On Orff's return to London, his new girlfriend breaks up with him. Orff turns down lucrative offers of work adapting the Orpheus story into a tacky cartoon strip and developing the myth into a pretentious film, and instead develops his own original science fiction comic strip. He cures himself of his Orpheus hallucinations by dropping the "head" into the Thames, and the slim memoir of this strange period of his life effectively becomes the third novel he has been trying to write.
Reception
The book was well received, with The Listener commenting: "in the course of this tour through the imaginative outback of Mr.

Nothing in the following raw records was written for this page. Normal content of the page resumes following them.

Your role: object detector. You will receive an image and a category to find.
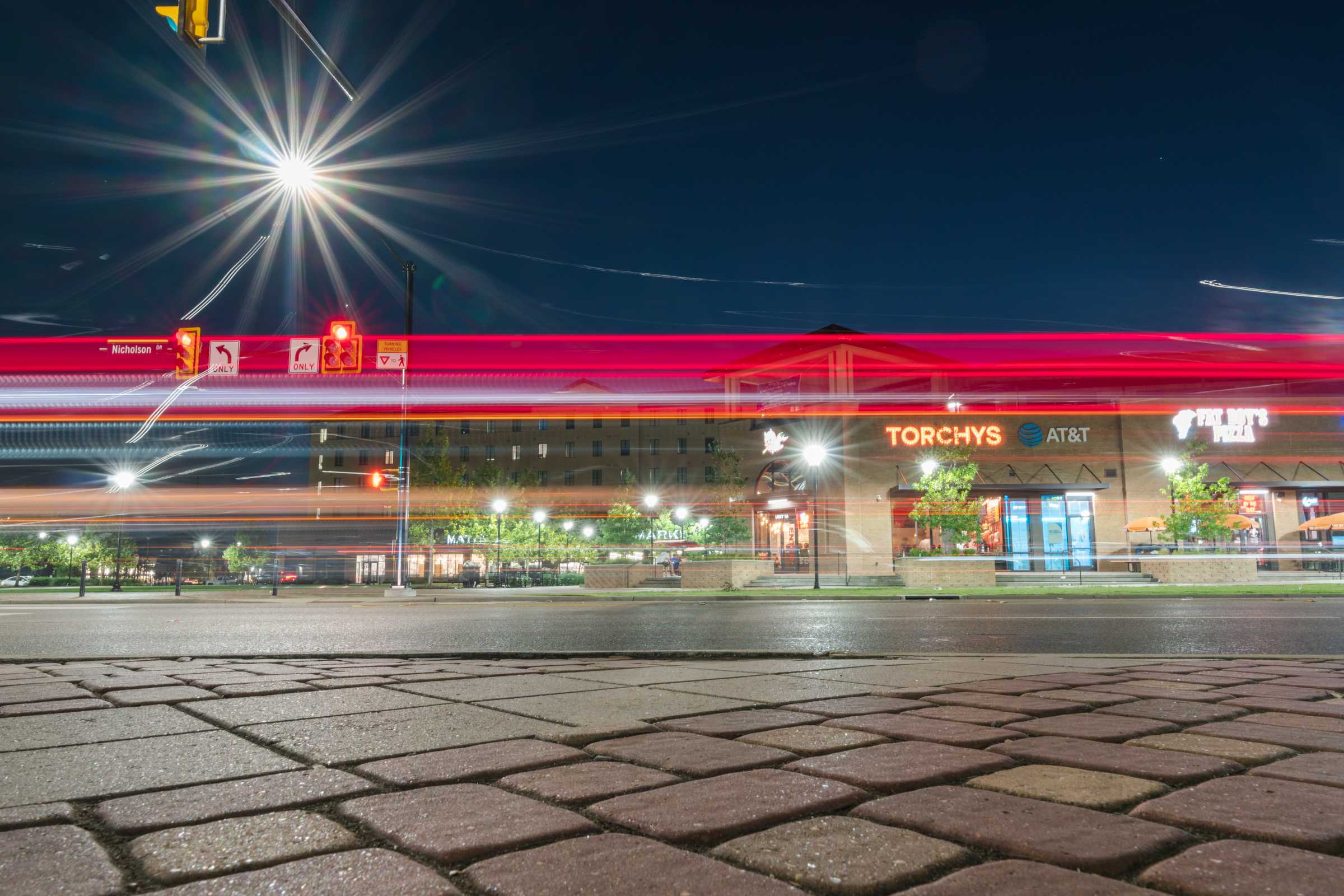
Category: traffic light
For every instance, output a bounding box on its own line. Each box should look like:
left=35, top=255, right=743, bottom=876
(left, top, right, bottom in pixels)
left=321, top=321, right=364, bottom=374
left=155, top=0, right=209, bottom=50
left=172, top=326, right=200, bottom=380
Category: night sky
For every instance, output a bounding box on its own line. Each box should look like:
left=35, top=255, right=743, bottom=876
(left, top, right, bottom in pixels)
left=0, top=0, right=1344, bottom=334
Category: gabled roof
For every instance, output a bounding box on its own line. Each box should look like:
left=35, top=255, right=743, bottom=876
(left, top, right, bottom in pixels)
left=704, top=324, right=960, bottom=381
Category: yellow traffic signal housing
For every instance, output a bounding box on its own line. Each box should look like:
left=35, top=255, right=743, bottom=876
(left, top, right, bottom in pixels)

Hoban's mind, we are treated to brilliant flashes of mordant humour, not to mention splendidly baroque evocations of present day London" while The New York Times remarked "There's a sense of wonder in these passages...a love of fantasy and myth-making, an interest in language and puns, and a concern with philosophic speculation and the pyrotechnics of storytelling."[1]
The Russell Hoban resource website The Head of Orpheus (named after the character in the book) comments[2], "for those of us who read a book not to get to the end of it, but rather to savor its humor, wisdom, eloquence and insight, The Medusa Frequency is a priceless treasure. The sort of book that may take a little concentration to get through the first time, but after that never manages to sit on your bookshelf long enough to acquire a respectable film of dust before you pull it down to re-read passages at random, or look up a particular line or incident that's stuck in your mind."